Горчаков, склонив голову к плечу, испытующе глянул на этого странного азиата, пренебрегающего царским приглашением.
— Вы посоветовались с кем-либо, господин Эномото? Вам рекомендовали более приятные места, нежели Ливадия?
Эномото немного подумал, и решился сказать часть правды. Улыбнулся:
— К советам любого рода я отношусь несколько предвзято, как и всякий дипломат. Но вот на обратном пути из Берлина — ежели помните, господин министр, осенью я ездил по делам в Берлин — я познакомился с одним человеком, который так поэтично рассказывал о своих родных местах, что мне захотелось там побывать.

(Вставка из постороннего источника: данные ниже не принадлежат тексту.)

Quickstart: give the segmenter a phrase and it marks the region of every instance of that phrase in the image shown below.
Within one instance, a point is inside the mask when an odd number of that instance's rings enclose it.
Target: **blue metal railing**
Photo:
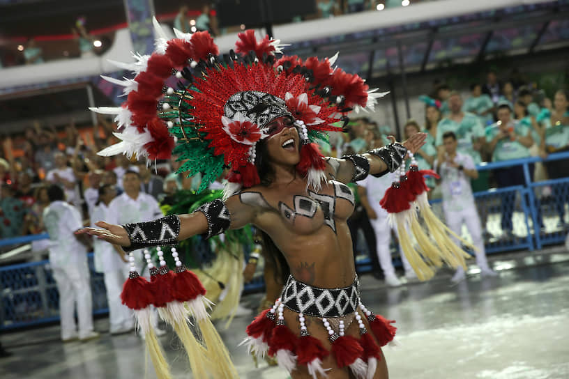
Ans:
[[[543,233],[540,231],[538,210],[543,210],[536,189],[547,186],[562,186],[569,199],[569,178],[531,182],[529,173],[531,164],[569,158],[569,152],[550,155],[546,160],[531,157],[506,162],[483,163],[478,166],[479,171],[493,170],[515,165],[524,167],[525,185],[517,185],[498,189],[490,189],[474,194],[477,205],[489,210],[489,213],[502,201],[508,201],[514,206],[515,199],[519,198],[519,208],[523,213],[522,225],[518,225],[523,235],[512,241],[495,241],[486,244],[488,254],[508,250],[541,249],[543,246],[563,242],[565,232]],[[437,204],[440,199],[432,202]],[[480,206],[482,206],[481,207]],[[498,212],[499,213],[499,210]],[[519,216],[518,216],[519,217]],[[47,234],[26,235],[0,240],[0,247],[29,243],[33,240],[47,238]],[[93,313],[107,312],[106,294],[103,275],[93,270],[93,254],[89,254],[89,266],[91,268],[91,288],[93,300]],[[369,258],[360,259],[357,264],[361,272],[371,270]],[[49,261],[41,261],[0,267],[0,330],[55,321],[59,319],[59,295],[50,268]],[[262,291],[264,288],[262,277],[256,278],[245,286],[245,293]]]

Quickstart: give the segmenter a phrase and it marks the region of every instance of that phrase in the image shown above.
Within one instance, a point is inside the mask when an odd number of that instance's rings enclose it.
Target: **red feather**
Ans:
[[[208,54],[219,55],[219,49],[207,31],[197,31],[192,36],[192,59],[199,61]]]
[[[375,318],[370,323],[370,327],[379,346],[384,346],[395,337],[397,327],[391,325],[395,322],[395,320],[386,320],[381,316],[375,315]]]
[[[187,269],[174,275],[173,288],[174,298],[179,302],[188,302],[206,294],[197,276]]]
[[[404,194],[404,190],[393,185],[386,191],[383,199],[379,201],[379,205],[389,213],[399,213],[411,208],[411,203]]]
[[[318,339],[312,336],[303,336],[298,339],[296,355],[301,364],[308,364],[317,358],[323,360],[329,355],[330,353]]]
[[[364,359],[367,360],[370,357],[377,358],[378,359],[381,359],[381,349],[377,346],[377,343],[375,343],[375,341],[373,340],[369,333],[364,333],[361,335],[360,344],[363,348],[363,355],[362,357]]]
[[[150,283],[142,277],[129,278],[123,284],[121,301],[131,309],[139,310],[146,308],[153,300],[150,288]]]
[[[172,75],[174,63],[168,56],[158,53],[153,53],[150,56],[146,66],[146,72],[152,72],[157,77],[166,79]]]
[[[192,45],[181,38],[170,40],[167,42],[166,55],[170,59],[174,65],[179,67],[185,65],[188,59],[192,56]]]
[[[356,105],[365,107],[367,105],[369,87],[358,75],[348,74],[336,68],[330,76],[328,83],[332,87],[333,95],[344,96],[344,103],[347,107]]]
[[[135,78],[138,83],[138,91],[140,93],[153,98],[158,98],[162,95],[162,87],[164,80],[151,72],[140,72]]]
[[[151,288],[153,295],[152,304],[154,307],[166,307],[166,304],[174,300],[174,272],[170,271],[165,274],[158,274],[151,281]]]
[[[296,171],[305,176],[311,167],[317,170],[326,169],[324,156],[320,153],[318,145],[314,142],[303,145],[301,148],[301,161],[296,165]]]
[[[149,158],[151,160],[169,159],[172,156],[174,141],[164,121],[155,116],[148,122],[147,126],[150,135],[154,139],[151,142],[144,145],[144,148],[149,153]]]
[[[253,322],[247,327],[247,335],[253,338],[259,338],[262,336],[264,342],[268,341],[271,336],[273,335],[273,330],[275,328],[275,321],[268,318],[266,315],[271,309],[265,309],[255,318]]]
[[[263,59],[264,54],[267,55],[274,54],[275,47],[271,45],[268,36],[266,36],[259,43],[257,42],[255,31],[252,29],[240,33],[237,36],[239,40],[235,42],[235,51],[238,53],[246,54],[252,51],[259,59]]]
[[[359,358],[363,354],[363,348],[353,337],[342,336],[332,343],[332,351],[336,358],[336,364],[342,369]]]
[[[332,68],[330,67],[330,61],[328,58],[321,62],[316,56],[311,56],[304,62],[304,65],[306,68],[312,70],[314,85],[326,83],[332,74]]]
[[[281,349],[294,353],[297,339],[298,337],[287,325],[277,325],[273,330],[273,334],[268,341],[268,355],[273,357]]]

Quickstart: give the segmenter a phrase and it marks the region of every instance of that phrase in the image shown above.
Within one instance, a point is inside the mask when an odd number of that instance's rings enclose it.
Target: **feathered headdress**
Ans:
[[[127,100],[119,107],[91,108],[116,114],[119,128],[114,135],[121,142],[100,154],[136,153],[150,160],[178,155],[185,161],[179,172],[203,174],[199,191],[225,168],[230,169],[226,196],[259,184],[256,144],[268,137],[266,125],[282,116],[291,116],[298,129],[297,171],[309,186],[319,188],[325,164],[313,142],[323,132],[339,130],[331,124],[346,120],[347,112],[372,108],[386,93],[368,91],[359,76],[334,68],[336,56],[277,60],[280,41],[268,36],[257,41],[252,30],[240,33],[235,51],[220,57],[207,32],[174,29],[177,38],[167,40],[153,21],[155,52],[135,55],[132,64],[116,63],[134,78],[103,77],[124,86]]]

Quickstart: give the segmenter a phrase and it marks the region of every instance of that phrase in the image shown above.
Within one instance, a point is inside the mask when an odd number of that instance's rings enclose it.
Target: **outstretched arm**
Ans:
[[[254,222],[255,209],[243,203],[238,196],[223,202],[214,200],[189,215],[171,215],[148,222],[116,225],[103,221],[95,225],[103,228],[84,228],[76,234],[90,234],[128,250],[161,245],[175,245],[197,234],[209,238],[228,229],[242,228]]]

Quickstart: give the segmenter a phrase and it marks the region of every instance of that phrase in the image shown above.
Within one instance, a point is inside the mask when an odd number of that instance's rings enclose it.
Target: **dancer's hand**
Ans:
[[[395,142],[395,137],[393,136],[387,136],[391,142]],[[411,136],[409,139],[402,143],[401,144],[405,146],[407,150],[415,154],[424,144],[425,140],[427,139],[427,133],[415,133]]]
[[[119,246],[130,246],[130,240],[128,238],[128,233],[127,233],[125,229],[120,225],[107,224],[104,221],[96,222],[95,225],[103,229],[83,228],[82,229],[77,231],[75,234],[89,234],[90,235],[94,235],[97,238],[104,240],[107,242],[118,245]]]

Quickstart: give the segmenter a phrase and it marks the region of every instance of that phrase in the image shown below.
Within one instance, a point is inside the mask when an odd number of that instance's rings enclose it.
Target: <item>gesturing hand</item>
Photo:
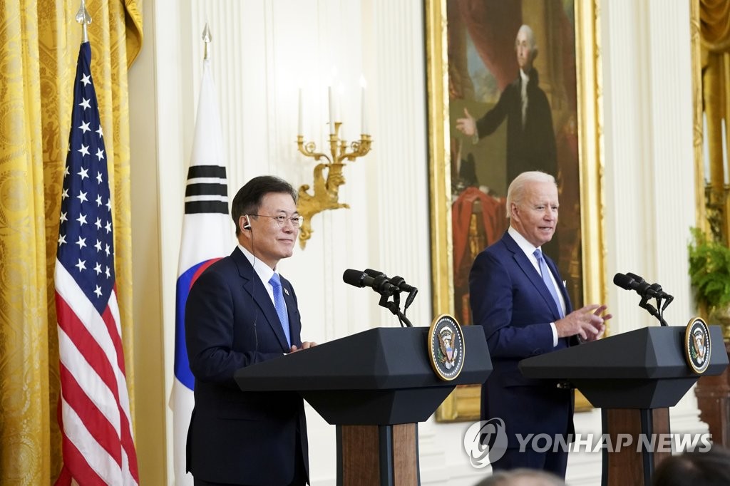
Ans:
[[[558,337],[577,334],[583,341],[595,341],[606,331],[605,322],[613,317],[610,314],[602,315],[606,309],[605,304],[591,304],[556,321]]]

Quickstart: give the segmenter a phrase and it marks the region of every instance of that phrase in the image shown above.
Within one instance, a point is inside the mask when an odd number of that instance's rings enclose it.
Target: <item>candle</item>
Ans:
[[[332,102],[332,87],[327,87],[327,94],[329,97],[329,134],[334,135],[334,104]]]
[[[360,101],[362,118],[360,120],[360,133],[367,134],[367,105],[365,104],[365,77],[360,77]]]
[[[726,134],[726,126],[725,126],[725,118],[723,118],[721,123],[721,130],[722,131],[723,137],[723,174],[725,174],[725,185],[727,185],[730,177],[728,177],[728,171],[730,167],[728,167],[728,141],[727,135]]]
[[[304,132],[302,130],[303,126],[304,126],[304,117],[301,114],[301,88],[299,88],[299,125],[296,128],[297,135],[304,134]]]
[[[710,134],[707,133],[707,114],[702,112],[702,161],[704,163],[704,183],[709,184],[710,172]]]
[[[342,121],[342,98],[345,88],[342,83],[337,85],[337,95],[334,97],[334,120],[335,121]]]

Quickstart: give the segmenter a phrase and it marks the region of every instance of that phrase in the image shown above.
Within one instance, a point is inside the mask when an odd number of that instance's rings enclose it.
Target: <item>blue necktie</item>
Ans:
[[[284,302],[284,293],[281,291],[281,280],[279,279],[279,274],[274,273],[269,279],[269,283],[274,288],[274,306],[276,307],[276,313],[279,315],[279,320],[281,321],[281,327],[284,329],[284,335],[286,336],[286,342],[291,347],[291,336],[289,332],[289,316],[286,313],[286,304]]]
[[[542,258],[542,252],[538,248],[533,253],[535,258],[537,258],[537,264],[540,267],[540,274],[542,275],[542,281],[545,282],[545,286],[548,290],[550,290],[550,295],[553,296],[553,300],[555,301],[555,305],[558,306],[558,313],[560,314],[560,318],[562,319],[565,317],[565,313],[563,312],[563,306],[560,305],[560,299],[558,298],[558,292],[556,290],[555,285],[553,285],[553,279],[550,277],[550,270],[548,269],[548,264],[545,263],[545,258]]]

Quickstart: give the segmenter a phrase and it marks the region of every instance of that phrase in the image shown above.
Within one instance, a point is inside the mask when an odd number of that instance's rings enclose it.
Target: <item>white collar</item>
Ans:
[[[254,256],[253,253],[246,250],[246,248],[245,248],[241,244],[239,244],[238,247],[239,250],[243,252],[246,258],[248,259],[249,263],[251,264],[251,266],[253,267],[253,269],[256,271],[256,274],[258,275],[258,278],[261,279],[261,282],[269,283],[269,280],[271,279],[272,275],[274,274],[276,269],[274,269],[272,270],[270,266],[264,263],[259,258]]]

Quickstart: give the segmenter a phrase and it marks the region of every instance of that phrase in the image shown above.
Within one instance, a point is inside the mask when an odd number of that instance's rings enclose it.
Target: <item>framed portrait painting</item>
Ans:
[[[507,230],[507,189],[524,170],[558,182],[543,251],[573,308],[604,301],[597,0],[425,1],[434,315],[473,324],[472,263]],[[480,390],[458,387],[437,420],[478,419]]]

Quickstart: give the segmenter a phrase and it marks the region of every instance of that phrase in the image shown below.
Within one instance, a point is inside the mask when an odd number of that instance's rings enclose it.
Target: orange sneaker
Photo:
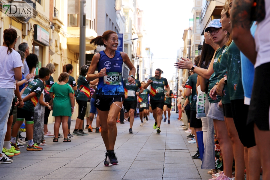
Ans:
[[[89,125],[89,126],[88,126],[88,128],[87,129],[88,130],[88,132],[89,133],[92,133],[93,132],[93,130],[92,129],[92,126],[91,125]]]
[[[43,148],[42,148],[38,147],[38,146],[37,145],[36,143],[34,144],[32,146],[30,146],[29,145],[27,145],[27,148],[26,148],[27,151],[41,151]]]

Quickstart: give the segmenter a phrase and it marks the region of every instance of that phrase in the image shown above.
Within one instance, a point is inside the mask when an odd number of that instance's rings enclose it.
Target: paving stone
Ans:
[[[162,170],[130,169],[128,170],[123,179],[137,180],[161,180]]]
[[[165,178],[193,178],[200,179],[201,177],[199,173],[180,173],[177,172],[164,172],[163,173],[163,177]]]
[[[0,179],[2,179],[4,180],[14,180],[14,179],[38,180],[44,176],[38,175],[9,175],[0,178]]]
[[[47,175],[62,167],[62,165],[32,165],[12,173],[13,175]]]
[[[129,169],[132,162],[119,162],[118,165],[108,167],[104,166],[103,162],[100,163],[94,170],[97,171],[118,171],[126,172]]]
[[[125,174],[125,171],[93,170],[84,176],[82,180],[111,179],[121,180]]]
[[[130,169],[163,170],[164,164],[162,161],[134,160]]]
[[[92,168],[62,167],[45,176],[44,178],[81,179],[93,170]]]

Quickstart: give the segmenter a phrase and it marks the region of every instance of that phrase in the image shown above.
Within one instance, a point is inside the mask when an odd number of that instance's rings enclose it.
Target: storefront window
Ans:
[[[43,46],[36,44],[34,43],[33,43],[32,46],[32,52],[38,56],[38,67],[37,68],[36,70],[36,75],[38,74],[38,69],[42,67],[42,52],[43,51]]]

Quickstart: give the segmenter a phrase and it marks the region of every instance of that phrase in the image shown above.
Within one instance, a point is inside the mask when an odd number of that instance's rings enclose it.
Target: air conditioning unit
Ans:
[[[49,54],[50,54],[50,55],[51,56],[52,56],[55,53],[54,52],[53,52],[53,51],[52,50],[49,50]]]
[[[23,35],[27,36],[28,34],[28,23],[22,24],[22,33]]]

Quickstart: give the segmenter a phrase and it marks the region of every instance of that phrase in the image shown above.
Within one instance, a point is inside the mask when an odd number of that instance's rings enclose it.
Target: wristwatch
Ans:
[[[227,76],[224,76],[224,82],[226,84],[227,84]]]
[[[195,65],[193,65],[193,66],[192,66],[192,68],[191,68],[191,70],[193,72],[193,70],[194,70],[194,68],[195,68],[195,67],[196,67],[196,66],[195,66]]]

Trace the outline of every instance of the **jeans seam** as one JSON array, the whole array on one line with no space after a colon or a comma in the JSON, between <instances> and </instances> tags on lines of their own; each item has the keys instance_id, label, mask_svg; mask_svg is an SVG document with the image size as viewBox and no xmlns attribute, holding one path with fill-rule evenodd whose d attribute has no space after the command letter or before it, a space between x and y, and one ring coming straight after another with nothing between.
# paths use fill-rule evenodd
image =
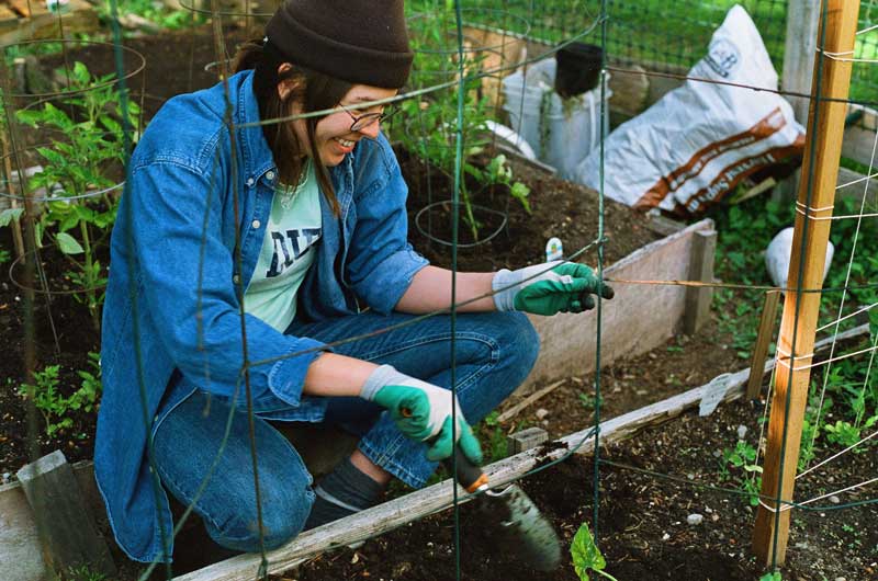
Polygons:
<instances>
[{"instance_id":1,"label":"jeans seam","mask_svg":"<svg viewBox=\"0 0 878 581\"><path fill-rule=\"evenodd\" d=\"M479 333L455 333L455 335L457 335L458 339L465 339L465 340L479 341L481 343L485 343L491 349L492 355L493 355L494 351L498 348L497 342L494 341L492 338L489 338L487 335L483 335L483 334L479 334ZM401 351L406 351L408 349L418 348L418 346L421 346L421 345L426 345L428 343L436 343L436 342L440 342L440 341L450 341L451 337L452 337L451 333L444 333L444 334L441 334L441 335L432 335L432 337L428 337L428 338L417 338L417 339L415 339L413 341L409 341L409 342L406 342L406 343L401 343L401 344L393 345L393 348L383 349L383 350L376 350L376 351L372 351L371 353L364 353L364 354L360 355L360 358L364 360L364 361L372 361L372 360L378 358L378 357L391 355L391 354L394 354L394 353L399 353Z\"/></svg>"}]
</instances>

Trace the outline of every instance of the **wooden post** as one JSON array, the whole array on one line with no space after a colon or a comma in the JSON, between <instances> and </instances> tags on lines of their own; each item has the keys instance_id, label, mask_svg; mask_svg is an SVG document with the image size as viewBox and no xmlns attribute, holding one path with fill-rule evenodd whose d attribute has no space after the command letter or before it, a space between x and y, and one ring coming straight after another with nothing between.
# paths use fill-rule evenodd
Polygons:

— Так-так-так! — лукаво прищурился Горчаков. — Не сомневаюсь, что этим человеком была женщина! Ну, тогда всё понятно, господин посол! И его величество, несмотря на всё его очевидное огорчение вашим отказом, тоже поймёт, не сомневаюсь!
— Вообще-то я не женат, господин министр, — заметил Эномото. Он вовсе не хотел отрицать версии некоего романтического приключения, которую сам же не так давно и запустил. — Но я не сказал, что это женщина! Кстати, хотел посоветоваться с вами, господин канцлер: моя… мой знакомый просто обожает фрукты, которых в это время в Петербурге, наверное, не так просто найти. Может, вы посоветуете мне — к кому я мог бы обратиться? Какие-нибудь частные теплицы, зимние сады. Деньги значения не имеют, ваше сиятельство!